Giovedì 14 aprile, alle 10, presso Auditorium Largo Mahler a Milano, incontro con Rita Borsellino e padre Bartolomeo Sorge, teologo e politologo direttore emerito della rivista “Aggiornamenti sociali”.
La sorella di Paolo Borsellino, il magistrato anti-mafia ucciso a Palermo in via D’Amelio il 19 luglio 1992, ha già parlato ai ragazzi in diverse occasioni: dopo aver raccontato tutti i percorsi mimetici della criminalità organizzata, dopo aver parlato del suo impegno come parlamentare europeo perché si combattesse in tutta Europa la mafia, in questo nuovo appuntamento organizzato dal Centro Asteria, Rita Borsellino ci mette a parte del suo cammino più impegnativo e più profondo, dopo l’assassinio di suo fratello Paolo: perdonare.
«“Cosa vuol dire perdono? Ho dovuto misurarmi con questa domanda terribile subito dopo la morte di Paolo. Mentre mi aggiravo tra le macerie della mia casa e dei miei affetti, un giornalista impietoso mi chiese: “Lei perdona gli assassini di suo fratello?”. Mi turbò profondamente quella domanda, mi obbligò a riflettere. Era difficile per me in quel momento anche soltanto prendere coscienza di ciò che stavo vivendo. Mi interrogai sui miei sentimenti e ringraziai Dio di non provare odio nei confronti di chi tanto male mi aveva fatto. Pensavo che il fatto di non conoscere il volto di quelle persone fosse la causa di ciò.
E quando l’anno successivo fu catturato Totò Riina, il capo dei capi, e potei vederne le immagini trasmesse dai telegiornali, ancora una volta mi interrogai senza sapermi dare risposta. Fu mia madre, che a 85 anni aveva visto morire il figlio amatissimo e aveva vissuto l’esperienza terribile dell’esplosione, che sussurrò alle mie spalle “che pena mi fa quell’uomo”.

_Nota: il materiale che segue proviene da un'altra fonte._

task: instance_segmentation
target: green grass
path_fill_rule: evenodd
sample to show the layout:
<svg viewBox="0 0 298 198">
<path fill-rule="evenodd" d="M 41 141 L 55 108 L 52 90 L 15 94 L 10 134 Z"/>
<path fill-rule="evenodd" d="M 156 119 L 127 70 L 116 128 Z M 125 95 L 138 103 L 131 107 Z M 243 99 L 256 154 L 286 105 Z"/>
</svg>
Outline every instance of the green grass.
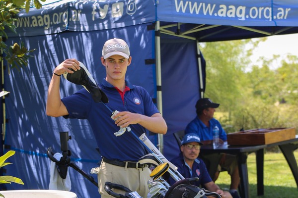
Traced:
<svg viewBox="0 0 298 198">
<path fill-rule="evenodd" d="M 294 152 L 298 159 L 298 150 Z M 298 189 L 288 163 L 281 152 L 267 152 L 264 155 L 264 195 L 258 196 L 256 156 L 254 153 L 247 158 L 249 194 L 251 198 L 297 198 Z M 216 183 L 222 189 L 229 188 L 230 178 L 226 171 L 220 174 Z"/>
</svg>

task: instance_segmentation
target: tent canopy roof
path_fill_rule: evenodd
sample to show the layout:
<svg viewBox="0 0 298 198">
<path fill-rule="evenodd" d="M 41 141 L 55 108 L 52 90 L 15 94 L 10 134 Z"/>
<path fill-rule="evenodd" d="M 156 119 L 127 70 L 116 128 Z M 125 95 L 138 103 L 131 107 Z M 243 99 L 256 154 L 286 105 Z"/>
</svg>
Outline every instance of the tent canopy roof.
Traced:
<svg viewBox="0 0 298 198">
<path fill-rule="evenodd" d="M 298 32 L 295 0 L 63 0 L 31 9 L 28 13 L 23 10 L 18 16 L 18 36 L 110 29 L 157 21 L 161 33 L 202 42 Z"/>
</svg>

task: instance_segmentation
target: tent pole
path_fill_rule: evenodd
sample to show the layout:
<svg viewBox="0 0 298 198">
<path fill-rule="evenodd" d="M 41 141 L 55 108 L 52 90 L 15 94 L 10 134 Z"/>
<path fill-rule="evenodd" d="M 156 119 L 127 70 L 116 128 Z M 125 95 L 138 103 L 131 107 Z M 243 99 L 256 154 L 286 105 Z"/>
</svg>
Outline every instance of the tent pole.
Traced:
<svg viewBox="0 0 298 198">
<path fill-rule="evenodd" d="M 156 93 L 157 108 L 162 115 L 162 100 L 161 97 L 161 68 L 160 61 L 160 37 L 159 21 L 157 21 L 155 27 L 155 67 L 156 72 Z M 163 136 L 158 134 L 159 151 L 163 154 Z"/>
<path fill-rule="evenodd" d="M 200 90 L 201 98 L 204 98 L 204 85 L 203 82 L 203 72 L 202 70 L 202 63 L 201 62 L 201 51 L 200 50 L 200 44 L 197 40 L 197 52 L 198 53 L 198 66 L 199 67 L 199 76 L 200 77 Z"/>
</svg>

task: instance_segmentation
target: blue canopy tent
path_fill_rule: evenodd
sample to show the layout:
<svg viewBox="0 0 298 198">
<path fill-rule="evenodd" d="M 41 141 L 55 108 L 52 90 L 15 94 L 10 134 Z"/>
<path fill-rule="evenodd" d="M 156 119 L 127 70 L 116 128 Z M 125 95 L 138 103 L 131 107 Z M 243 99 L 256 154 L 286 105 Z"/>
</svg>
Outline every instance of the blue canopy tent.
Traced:
<svg viewBox="0 0 298 198">
<path fill-rule="evenodd" d="M 46 116 L 47 89 L 54 68 L 68 58 L 84 62 L 99 83 L 105 76 L 101 49 L 114 37 L 130 47 L 133 60 L 127 78 L 147 90 L 167 122 L 167 134 L 150 136 L 151 141 L 168 159 L 176 155 L 179 148 L 173 133 L 195 117 L 194 106 L 205 90 L 199 43 L 298 32 L 294 0 L 222 1 L 62 1 L 21 12 L 17 34 L 8 33 L 6 44 L 22 42 L 36 50 L 20 72 L 9 75 L 7 68 L 2 70 L 4 89 L 10 92 L 3 100 L 4 152 L 16 151 L 6 172 L 25 183 L 6 185 L 7 189 L 48 189 L 50 161 L 46 152 L 49 147 L 61 151 L 60 132 L 72 136 L 69 148 L 78 166 L 88 172 L 98 166 L 100 156 L 87 121 Z M 62 97 L 81 88 L 62 78 L 61 87 Z M 89 181 L 69 171 L 72 191 L 78 197 L 99 196 Z"/>
</svg>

Mia madre aveva capito e provava pena per un uomo che si era abbrutito tanto da rischiare di spegnere la scintilla divina che come ogni uomo aveva dentro. Perdonare, allora, non significa far finta che non sia successo nulla. Nessuno può chiedere questo. Significa volere fortemente giustizia, non vendetta. Far sì che chi ha sbagliato prenda coscienza del male fatto e sentirsi disposti ad accompagnare in questo difficile percorso chi ti ha fatto del male. Operare in modo che non si ricreino le condizioni per cui altri possano scegliere di intraprendere strade sbagliate. Accompagnare chi per condizioni sociali, economiche, familiari, può più facilmente incorrere nella tentazione di scegliere scorciatoie pericolose. Condividere, insomma, un cammino comune con la consapevolezza che ognuno ha qualcosa da dare e da ricevere.
Lo faceva (anche) Paolo quando si trovava a interrogare uomini che si erano macchiati di delitti anche gravi, talvolta suoi ex compagni di gioco nel quartiere povero e degradato dove eravamo cresciuti. Noi in una condizione di privilegio perché figli del farmacista, loro figli di pescatori o di povera gente. “Quando”, si chiedeva Paolo, “avevano preso una strada sbagliata e nessuno se ne era accorto?»